Predicting first time depression onset in pregnancy: applying machine learning methods to patient-reported data

Arch Womens Ment Health. 2024 May 22. doi: 10.1007/s00737-024-01474-w. Online ahead of print.

Abstract

Purpose: To develop a machine learning algorithm, using patient-reported data from early pregnancy, to predict later onset of first time moderate-to-severe depression.

Methods: A sample of 944 U.S. patient participants from a larger longitudinal observational cohortused a prenatal support mobile app from September 2019 to April 2022. Participants self-reported clinical and social risk factors during first trimester initiation of app use and completed voluntary depression screenings in each trimester. Several machine learning algorithms were applied to self-reported data, including a novel algorithm for causal discovery. Training and test datasets were built from a randomized 80/20 data split. Models were evaluated on their predictive accuracy and their simplicity (i.e., fewest variables required for prediction).

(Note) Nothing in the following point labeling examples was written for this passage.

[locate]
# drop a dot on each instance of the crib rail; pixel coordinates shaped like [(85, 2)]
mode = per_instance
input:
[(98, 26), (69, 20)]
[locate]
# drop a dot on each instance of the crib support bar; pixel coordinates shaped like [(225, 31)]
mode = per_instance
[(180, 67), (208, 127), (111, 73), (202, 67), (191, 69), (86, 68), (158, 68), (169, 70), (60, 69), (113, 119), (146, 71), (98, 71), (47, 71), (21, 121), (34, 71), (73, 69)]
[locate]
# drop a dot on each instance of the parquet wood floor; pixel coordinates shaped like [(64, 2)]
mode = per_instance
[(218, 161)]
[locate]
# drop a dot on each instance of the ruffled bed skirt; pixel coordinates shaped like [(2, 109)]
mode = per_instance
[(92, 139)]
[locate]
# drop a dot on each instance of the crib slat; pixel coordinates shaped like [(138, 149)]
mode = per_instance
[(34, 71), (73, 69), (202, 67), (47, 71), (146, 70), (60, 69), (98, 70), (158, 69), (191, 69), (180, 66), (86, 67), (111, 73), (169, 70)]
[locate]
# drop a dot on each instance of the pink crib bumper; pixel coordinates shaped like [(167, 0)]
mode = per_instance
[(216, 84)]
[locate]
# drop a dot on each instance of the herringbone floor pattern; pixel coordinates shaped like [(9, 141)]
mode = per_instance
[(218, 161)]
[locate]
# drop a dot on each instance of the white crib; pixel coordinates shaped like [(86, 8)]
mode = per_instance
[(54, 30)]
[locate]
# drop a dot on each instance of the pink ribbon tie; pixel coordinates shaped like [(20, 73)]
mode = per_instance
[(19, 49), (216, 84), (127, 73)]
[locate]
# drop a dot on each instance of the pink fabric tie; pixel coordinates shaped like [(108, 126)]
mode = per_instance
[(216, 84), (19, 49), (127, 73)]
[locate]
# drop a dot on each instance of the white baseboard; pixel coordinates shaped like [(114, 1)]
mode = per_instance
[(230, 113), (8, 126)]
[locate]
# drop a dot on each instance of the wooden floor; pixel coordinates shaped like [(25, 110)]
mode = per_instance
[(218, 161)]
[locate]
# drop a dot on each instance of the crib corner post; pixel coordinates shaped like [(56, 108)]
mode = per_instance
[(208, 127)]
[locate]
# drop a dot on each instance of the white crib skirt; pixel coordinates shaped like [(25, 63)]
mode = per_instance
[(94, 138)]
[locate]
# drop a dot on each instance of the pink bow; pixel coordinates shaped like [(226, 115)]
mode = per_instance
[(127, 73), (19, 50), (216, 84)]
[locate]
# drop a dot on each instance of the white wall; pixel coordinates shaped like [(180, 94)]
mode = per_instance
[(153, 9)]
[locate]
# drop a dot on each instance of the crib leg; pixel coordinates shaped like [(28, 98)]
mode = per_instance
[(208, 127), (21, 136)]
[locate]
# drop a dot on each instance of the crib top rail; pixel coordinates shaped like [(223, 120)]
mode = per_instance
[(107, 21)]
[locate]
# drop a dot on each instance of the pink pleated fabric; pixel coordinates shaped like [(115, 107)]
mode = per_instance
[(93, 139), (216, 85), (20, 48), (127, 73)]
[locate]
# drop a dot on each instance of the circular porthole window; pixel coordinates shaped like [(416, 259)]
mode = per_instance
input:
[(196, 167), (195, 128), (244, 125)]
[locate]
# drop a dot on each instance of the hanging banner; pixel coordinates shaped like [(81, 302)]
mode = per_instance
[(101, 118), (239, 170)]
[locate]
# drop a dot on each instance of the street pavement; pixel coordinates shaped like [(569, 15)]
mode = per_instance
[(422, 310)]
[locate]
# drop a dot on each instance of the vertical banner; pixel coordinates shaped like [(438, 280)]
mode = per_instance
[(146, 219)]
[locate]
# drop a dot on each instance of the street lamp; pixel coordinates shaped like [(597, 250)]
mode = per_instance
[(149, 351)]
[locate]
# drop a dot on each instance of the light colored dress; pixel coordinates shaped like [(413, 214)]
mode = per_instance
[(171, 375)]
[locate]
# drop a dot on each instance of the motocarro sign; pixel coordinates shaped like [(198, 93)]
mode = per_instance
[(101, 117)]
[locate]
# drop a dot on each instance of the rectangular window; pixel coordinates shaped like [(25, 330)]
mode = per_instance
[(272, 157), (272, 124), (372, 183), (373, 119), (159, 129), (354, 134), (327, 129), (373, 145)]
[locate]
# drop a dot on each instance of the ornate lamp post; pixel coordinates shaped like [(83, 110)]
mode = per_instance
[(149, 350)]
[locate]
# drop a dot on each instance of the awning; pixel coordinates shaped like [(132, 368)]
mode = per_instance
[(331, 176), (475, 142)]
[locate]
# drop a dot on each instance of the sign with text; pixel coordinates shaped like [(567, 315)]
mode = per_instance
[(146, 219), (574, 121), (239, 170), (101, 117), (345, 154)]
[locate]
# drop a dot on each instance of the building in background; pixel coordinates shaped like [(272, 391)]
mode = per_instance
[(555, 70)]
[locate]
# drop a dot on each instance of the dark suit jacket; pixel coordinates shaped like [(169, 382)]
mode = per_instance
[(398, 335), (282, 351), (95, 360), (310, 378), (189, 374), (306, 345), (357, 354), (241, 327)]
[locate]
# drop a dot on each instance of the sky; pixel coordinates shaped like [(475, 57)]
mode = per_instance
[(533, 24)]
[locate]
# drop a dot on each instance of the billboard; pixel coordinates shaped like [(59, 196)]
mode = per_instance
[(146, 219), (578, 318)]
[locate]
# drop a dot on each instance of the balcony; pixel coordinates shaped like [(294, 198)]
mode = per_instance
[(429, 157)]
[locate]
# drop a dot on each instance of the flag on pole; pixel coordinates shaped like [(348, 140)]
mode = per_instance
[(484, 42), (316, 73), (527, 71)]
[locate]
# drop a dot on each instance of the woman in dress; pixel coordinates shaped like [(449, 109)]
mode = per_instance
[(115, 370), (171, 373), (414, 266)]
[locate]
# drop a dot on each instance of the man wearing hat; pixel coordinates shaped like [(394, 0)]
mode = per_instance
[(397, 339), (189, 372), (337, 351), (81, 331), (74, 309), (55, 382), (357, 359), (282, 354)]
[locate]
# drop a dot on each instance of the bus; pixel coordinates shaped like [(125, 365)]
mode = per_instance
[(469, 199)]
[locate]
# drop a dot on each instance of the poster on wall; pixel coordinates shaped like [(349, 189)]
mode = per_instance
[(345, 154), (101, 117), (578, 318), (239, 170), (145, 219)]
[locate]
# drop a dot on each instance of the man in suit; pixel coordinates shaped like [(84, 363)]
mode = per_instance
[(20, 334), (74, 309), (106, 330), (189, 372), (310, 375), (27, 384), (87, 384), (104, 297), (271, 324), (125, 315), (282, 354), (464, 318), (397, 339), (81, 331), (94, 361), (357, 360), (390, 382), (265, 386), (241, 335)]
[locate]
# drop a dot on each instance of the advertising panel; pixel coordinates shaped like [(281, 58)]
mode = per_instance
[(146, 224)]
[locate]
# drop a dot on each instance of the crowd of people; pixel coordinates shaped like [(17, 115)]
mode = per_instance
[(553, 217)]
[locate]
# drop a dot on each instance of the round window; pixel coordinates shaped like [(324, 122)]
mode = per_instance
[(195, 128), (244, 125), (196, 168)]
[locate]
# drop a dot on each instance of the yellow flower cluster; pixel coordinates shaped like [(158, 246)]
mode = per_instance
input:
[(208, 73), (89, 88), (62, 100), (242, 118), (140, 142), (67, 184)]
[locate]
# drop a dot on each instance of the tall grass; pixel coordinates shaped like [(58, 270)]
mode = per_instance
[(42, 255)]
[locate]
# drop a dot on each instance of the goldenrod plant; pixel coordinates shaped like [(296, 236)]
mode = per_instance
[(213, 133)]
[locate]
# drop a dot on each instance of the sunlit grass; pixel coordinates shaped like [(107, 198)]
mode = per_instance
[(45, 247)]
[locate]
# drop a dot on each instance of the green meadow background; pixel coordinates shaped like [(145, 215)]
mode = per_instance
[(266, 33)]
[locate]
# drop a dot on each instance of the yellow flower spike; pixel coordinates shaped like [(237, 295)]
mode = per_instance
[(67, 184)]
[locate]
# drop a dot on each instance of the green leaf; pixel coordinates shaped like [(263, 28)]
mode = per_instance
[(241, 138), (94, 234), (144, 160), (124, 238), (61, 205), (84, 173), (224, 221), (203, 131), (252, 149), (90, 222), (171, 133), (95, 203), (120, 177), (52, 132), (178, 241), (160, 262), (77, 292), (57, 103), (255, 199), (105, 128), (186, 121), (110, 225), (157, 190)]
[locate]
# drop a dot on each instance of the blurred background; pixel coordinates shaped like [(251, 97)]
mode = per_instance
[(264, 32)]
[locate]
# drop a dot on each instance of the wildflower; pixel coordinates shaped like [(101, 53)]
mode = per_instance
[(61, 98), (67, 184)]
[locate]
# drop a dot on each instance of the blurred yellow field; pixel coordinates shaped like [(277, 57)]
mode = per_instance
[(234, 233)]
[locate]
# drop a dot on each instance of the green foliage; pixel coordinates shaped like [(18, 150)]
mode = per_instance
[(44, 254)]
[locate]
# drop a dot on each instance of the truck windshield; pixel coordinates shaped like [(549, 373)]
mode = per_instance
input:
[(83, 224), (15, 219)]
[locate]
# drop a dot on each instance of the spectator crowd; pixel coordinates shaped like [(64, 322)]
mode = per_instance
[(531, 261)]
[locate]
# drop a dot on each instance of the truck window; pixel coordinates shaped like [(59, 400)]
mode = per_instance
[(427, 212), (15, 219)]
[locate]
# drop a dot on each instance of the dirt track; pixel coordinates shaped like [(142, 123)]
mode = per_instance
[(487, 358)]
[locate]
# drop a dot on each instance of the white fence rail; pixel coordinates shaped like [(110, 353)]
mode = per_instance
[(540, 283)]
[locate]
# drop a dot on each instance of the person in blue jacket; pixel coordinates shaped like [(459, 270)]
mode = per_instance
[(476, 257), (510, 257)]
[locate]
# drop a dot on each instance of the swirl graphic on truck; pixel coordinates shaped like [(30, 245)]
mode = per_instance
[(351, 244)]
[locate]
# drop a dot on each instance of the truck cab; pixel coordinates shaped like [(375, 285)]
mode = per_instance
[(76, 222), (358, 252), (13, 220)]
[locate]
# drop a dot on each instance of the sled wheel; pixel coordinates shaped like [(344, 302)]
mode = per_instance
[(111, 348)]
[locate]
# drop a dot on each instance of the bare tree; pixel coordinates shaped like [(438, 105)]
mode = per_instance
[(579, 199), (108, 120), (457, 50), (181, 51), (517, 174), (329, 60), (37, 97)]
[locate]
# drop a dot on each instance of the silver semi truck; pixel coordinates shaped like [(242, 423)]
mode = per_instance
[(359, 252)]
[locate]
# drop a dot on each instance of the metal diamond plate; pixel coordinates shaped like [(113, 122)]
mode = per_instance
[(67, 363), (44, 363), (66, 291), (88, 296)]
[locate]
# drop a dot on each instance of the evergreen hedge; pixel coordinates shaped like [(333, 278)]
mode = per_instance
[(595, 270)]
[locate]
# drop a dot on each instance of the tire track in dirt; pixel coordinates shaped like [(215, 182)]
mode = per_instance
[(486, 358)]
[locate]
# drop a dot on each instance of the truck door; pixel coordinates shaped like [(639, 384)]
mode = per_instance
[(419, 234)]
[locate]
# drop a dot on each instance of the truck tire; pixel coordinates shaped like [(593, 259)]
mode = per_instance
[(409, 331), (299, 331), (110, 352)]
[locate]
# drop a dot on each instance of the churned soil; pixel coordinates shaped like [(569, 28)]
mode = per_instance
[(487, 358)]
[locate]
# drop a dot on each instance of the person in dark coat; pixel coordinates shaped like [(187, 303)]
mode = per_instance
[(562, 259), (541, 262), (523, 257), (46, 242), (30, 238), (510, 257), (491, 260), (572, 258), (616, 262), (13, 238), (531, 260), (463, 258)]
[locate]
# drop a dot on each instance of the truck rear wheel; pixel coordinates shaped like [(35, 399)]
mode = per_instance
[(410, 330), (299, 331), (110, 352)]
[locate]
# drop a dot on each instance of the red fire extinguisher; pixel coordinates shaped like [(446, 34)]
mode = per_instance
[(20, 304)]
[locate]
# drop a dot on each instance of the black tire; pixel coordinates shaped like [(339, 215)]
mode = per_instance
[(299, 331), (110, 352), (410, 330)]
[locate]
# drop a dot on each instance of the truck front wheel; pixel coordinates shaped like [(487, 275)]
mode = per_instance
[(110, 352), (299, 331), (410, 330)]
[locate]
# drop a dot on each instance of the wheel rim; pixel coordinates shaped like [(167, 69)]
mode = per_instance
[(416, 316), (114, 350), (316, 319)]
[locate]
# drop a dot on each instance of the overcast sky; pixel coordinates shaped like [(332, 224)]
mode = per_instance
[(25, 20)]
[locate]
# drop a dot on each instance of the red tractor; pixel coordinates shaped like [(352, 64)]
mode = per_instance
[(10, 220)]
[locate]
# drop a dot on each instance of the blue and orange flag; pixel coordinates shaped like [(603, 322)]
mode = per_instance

Results: Among participants, 78% identified as white with an average age of 30 [IQR 26-34]; 61% had income ≥ $50,000; 70% had a college degree or higher; and 49% were nulliparous. All models accurately predicted first time moderate-severe depression using first trimester baseline data (AUC 0.74-0.89, sensitivity 0.35-0.81, specificity 0.78-0.95). Several predictors were common across models, including anxiety history, partnered status, psychosocial factors, and pregnancy-specific stressors. The optimal model used only 14 (26%) of the possible variables and had excellent accuracy (AUC = 0.89, sensitivity = 0.81, specificity = 0.83). When food insecurity reports were included among a subset of participants, demographics, including race and income, dropped out and the model became more accurate (AUC = 0.93) and simpler (9 variables).

Conclusion: A relatively small amount of self-report data produced a highly predictive model of first time depression among pregnant individuals.

Keywords: Depression; Machine learning; Mhealth; Pregnancy; Risk prediction; Social determinants of health.